Coinsurance: The percentage of your medical or prescription drug expenses that you are required to pay. For example under Original Medicare, you pay 20 percent of the cost of a doctor’s office visit. If the charges are $200, your coinsurance would be $40.
Copay: A flat fee that you are required to pay for a medical service or prescription drug. For example, you might pay $30 for a doctor’s office visit under your plan.
Cost Sharing: A term for how you and your insurance company work together to pay your medical and prescription drug expenses. Coinsurance and copays are examples of cost sharing. You pay a copay and your plan covers the rest of the expense.
Coverage Gap: The middle portion of your prescription drug expenses during which your plan may not cover or may provide limited coverage. You pay 100 percent of your drug expenses during the coverage gap. You may also hear this called the “doughnut hole.”
Creditable Coverage: Prescription drug coverage offered by a plan, other than a Part D plan, that is as good as or better than the minimum benefit standard required by Medicare. If you are currently enrolled in a plan that provides drug coverage, that plan is required to tell you if it meets these standards for creditable coverage.
Formulary: A list of prescription drugs covered by a Part D plan. The formulary may consist of multiple tiers or levels of coinsurance or copays you are required to pay.
Generic Drugs: Prescription drugs that have the same active ingredient formula as brand name drugs. Generic drugs usually cost less than brand name drugs. They are also rated by the Food and Drug Administration (FDA) to be as safe and effective as their brand name counterparts. These drugs are Tier 1 drugs.

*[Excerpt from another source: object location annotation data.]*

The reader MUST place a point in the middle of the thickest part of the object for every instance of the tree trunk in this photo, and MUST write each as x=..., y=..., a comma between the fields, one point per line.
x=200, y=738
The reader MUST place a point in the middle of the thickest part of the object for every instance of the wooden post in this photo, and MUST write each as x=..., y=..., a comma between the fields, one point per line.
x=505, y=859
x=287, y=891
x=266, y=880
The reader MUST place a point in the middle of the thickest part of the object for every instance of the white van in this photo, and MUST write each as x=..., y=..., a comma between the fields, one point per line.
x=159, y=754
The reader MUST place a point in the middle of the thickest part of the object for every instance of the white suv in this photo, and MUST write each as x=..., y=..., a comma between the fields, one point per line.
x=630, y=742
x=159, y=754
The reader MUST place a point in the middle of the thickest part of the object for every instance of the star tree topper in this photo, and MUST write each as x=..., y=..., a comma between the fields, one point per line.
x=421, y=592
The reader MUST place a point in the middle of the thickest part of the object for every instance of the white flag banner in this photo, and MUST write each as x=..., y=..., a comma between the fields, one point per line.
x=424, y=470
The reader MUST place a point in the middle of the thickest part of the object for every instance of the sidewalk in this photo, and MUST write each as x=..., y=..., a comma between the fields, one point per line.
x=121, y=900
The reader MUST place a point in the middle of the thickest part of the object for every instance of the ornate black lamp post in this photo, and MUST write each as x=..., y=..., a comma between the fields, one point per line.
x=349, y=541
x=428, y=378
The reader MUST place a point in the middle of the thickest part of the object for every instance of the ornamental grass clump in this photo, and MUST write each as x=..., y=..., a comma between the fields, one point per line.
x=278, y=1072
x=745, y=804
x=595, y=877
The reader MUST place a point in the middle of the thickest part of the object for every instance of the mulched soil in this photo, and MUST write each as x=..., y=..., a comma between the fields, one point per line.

Initial Coverage Limit: The first phase of your prescription drug coverage. Your drug costs between $0 and $2,510, including your out-of-pocket costs (such as deductibles and copays or coinsurance) and what your plan pays for your medications.
Network: A list of doctors, hospitals or pharmacies that have contracts with an insurance plan to provide care for the plan’s members. If your plan has a network, you must use a provider or pharmacy in the plan’s network or you may be required to pay more for your care or prescription drugs.
Non-Preferred Brand Drugs: A brand-name drug that is covered by your formulary but may not be as cost-effective as similar preferred brand drugs. These drugs are Tier 3 drugs on our formularies.
Out-of-Pocket Costs: The amount you must pay out of your own pocket of your medical or prescription drug expenses. These costs include things like deductibles, coinsurance or copays.
Preferred Brand Drugs: Brand-name drugs that are medically sound, cost-effective alternatives to higher-priced drugs. These drugs are Tier 2 drugs on our formularies.
Specialty Drugs: Certain highly-specialized drugs that require special handling and administering by the patient or provider. These drugs are Tier 4 drugs.
Step Therapy: Some health or prescription drug plans may require you to try a drug on a lower tier first. If the lower tier drug does not work, you may advance to a higher tier drug.
Tier: A tier is a copay or coinsurance level that applies to drugs on the plan’s formulary. You pay the lowest copay for Tier 1 drugs and the highest coinsurance for Tier 4 drugs.